The serial/parallel converter shown in most OFDM transmitter block diagrams is required in a hardware implementation but not very meaningful for software implementation. Because in software there is no IFFT block that actually works with parallel inputs, it's all serial processing in reality.
Let $S(k)$ be your input stream of complex numbers and $N$ be the number of subcarriers, i.e. the IFFT size. Then you have to calculate the IFFT of every $N$ samples in $S(k)$, i.e. of the vectors $[S(iN),\ldots,S((i+1)N - 1)]$, with symbol index $i=0,1,2,\ldots$. The result is the OFDM modulated time domain signal. If I understand your example correctly you have to apply the IFFT to both $S_1$ and $S_2$, yes.
The output of the IFFT operation is also complex, in general. Unless you use two audio channels followed by an Inphase/quadrature mixer that shifts the signal to a carrier frequency the vectors defined above have to exhibit a complex conjugate symmetry in order to obtain a real-valued time domain signal. (So-called discrete multitone (DMT))

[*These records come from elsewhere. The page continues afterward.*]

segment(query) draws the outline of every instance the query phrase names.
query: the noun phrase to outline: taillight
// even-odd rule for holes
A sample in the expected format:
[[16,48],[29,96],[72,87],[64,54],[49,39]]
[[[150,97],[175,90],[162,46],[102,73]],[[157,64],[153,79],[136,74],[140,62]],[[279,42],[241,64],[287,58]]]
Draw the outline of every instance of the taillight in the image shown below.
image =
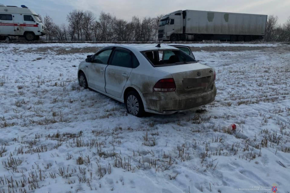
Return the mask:
[[170,92],[174,91],[176,88],[174,79],[172,78],[159,80],[153,87],[155,91]]

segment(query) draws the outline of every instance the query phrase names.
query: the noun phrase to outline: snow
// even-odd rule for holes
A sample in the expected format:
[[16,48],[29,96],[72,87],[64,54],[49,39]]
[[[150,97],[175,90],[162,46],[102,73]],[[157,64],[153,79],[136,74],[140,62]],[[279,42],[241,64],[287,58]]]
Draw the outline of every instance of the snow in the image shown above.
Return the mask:
[[70,50],[108,45],[0,43],[0,193],[289,191],[288,46],[186,44],[261,48],[194,52],[215,69],[215,101],[140,118],[78,85],[95,51]]

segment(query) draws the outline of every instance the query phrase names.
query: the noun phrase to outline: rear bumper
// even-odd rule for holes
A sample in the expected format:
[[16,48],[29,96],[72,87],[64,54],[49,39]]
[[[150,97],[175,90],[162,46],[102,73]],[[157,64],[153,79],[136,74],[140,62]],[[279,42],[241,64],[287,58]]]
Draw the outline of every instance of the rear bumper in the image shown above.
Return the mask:
[[154,92],[152,96],[144,96],[147,112],[159,114],[172,114],[194,109],[214,100],[217,94],[215,84],[206,92],[182,96],[175,92]]

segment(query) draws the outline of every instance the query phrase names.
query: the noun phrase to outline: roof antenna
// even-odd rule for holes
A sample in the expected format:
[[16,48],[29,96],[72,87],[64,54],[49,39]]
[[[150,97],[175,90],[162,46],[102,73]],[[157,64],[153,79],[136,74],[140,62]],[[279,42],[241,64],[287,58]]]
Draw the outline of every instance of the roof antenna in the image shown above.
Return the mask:
[[161,46],[160,46],[160,40],[158,40],[159,41],[159,42],[158,43],[158,44],[157,44],[157,46],[155,46],[155,47],[158,47],[158,48],[160,48],[160,47],[161,47]]

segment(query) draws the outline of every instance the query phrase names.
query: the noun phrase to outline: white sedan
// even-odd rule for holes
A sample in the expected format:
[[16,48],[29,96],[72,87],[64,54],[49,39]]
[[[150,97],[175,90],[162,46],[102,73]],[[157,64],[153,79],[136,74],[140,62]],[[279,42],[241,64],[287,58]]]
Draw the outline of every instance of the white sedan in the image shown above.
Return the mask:
[[138,117],[189,110],[214,100],[214,69],[186,53],[186,46],[155,46],[112,45],[87,56],[79,66],[80,85],[124,103]]

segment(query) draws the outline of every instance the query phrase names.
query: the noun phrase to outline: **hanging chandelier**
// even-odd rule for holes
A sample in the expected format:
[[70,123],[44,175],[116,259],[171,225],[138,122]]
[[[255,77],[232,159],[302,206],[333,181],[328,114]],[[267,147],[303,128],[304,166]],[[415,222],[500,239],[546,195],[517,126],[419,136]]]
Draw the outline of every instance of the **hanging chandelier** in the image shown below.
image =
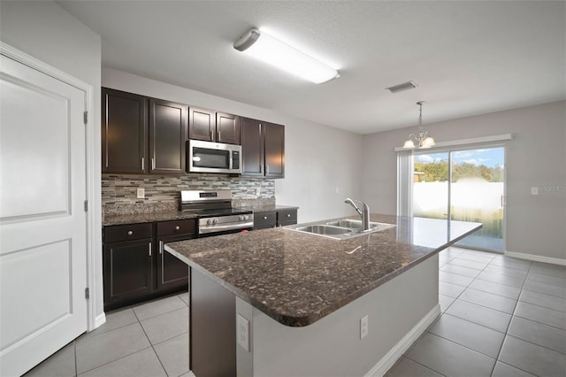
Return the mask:
[[403,144],[403,148],[413,149],[413,148],[431,148],[436,142],[434,142],[434,139],[431,136],[428,131],[423,130],[423,104],[424,101],[418,101],[417,104],[419,106],[419,113],[418,113],[418,134],[411,134],[409,135],[409,140],[405,142]]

The allocation of data to subcarriers happens through the IFFT algorithm you're using. The FFTW library, for example, allocates $S(0)$ to frequency zero and $S(N-1)$ to "frequency" $-N/2$. What physical frequency this corresponds to in turn depends on the sampling frequency of the digital-to-analog converter you're using. Orthogonality is inherent to the (I)FFT algorithm, you don't have to apply any further processing to obtain it.